I’d also like to welcome veteran journalist Mariana Greene, who starting this month will bring her voluminous knowledge of home and design to the magazine (page 20). Dallas, of course, is the major design center of the Southwest, and reader surveys over the years have shown that you’re keenly interested in ways of living imaginatively in the city. For the past nine years, Mariana, one of the nation’s foremost authorities on decorating, architecture, and gardening, has been the mainstay of The Dallas Morning News’ home and design staff. For D Magazine, she’ll be seeking out the shops, artists, craftsmen, and design professionals whose efforts contribute to a stylish life in Dallas.
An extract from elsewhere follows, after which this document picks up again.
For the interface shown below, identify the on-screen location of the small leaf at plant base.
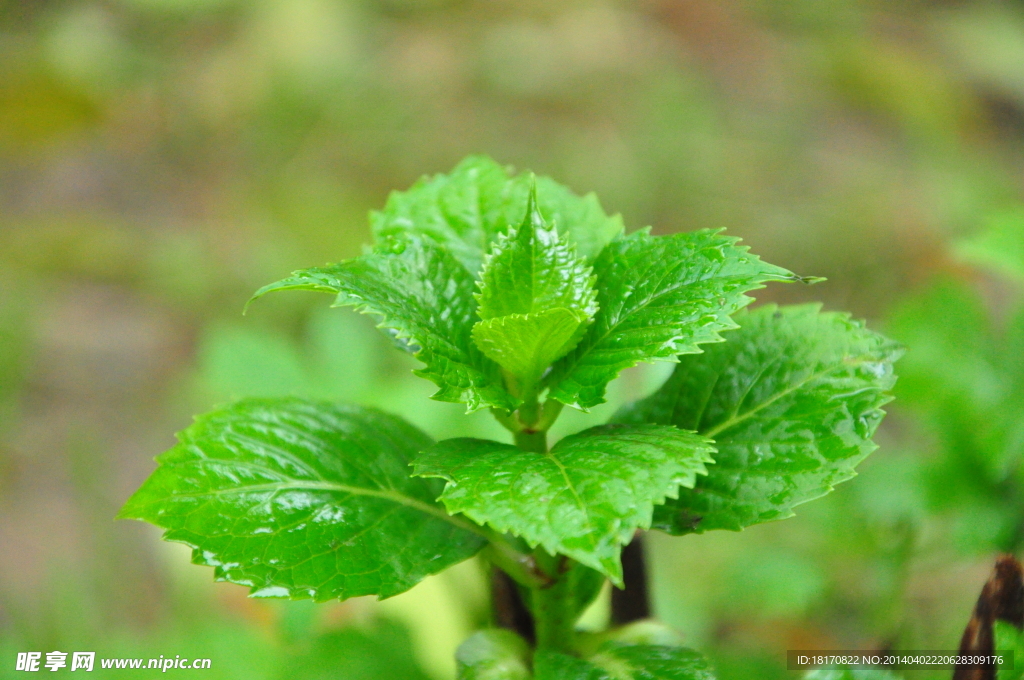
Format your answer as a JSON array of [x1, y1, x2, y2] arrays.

Last year I spent several months working with Dallas doctor Jeffrey Thurston on his just-released book. Death of Compassion: How Managed Care and Bureaucracy are Strangling the Heart of Medicine. Lost in the recent debate over health care reform was a truth that Jeff and other doctors live with every day: Our medical system is already being radically reshaped-and government has had almost nothing to do with it. The resulting frustration for doctors, and the very real danger to patients, is the focus of the book. We’re proud to present an excerpt from it starting on page 78.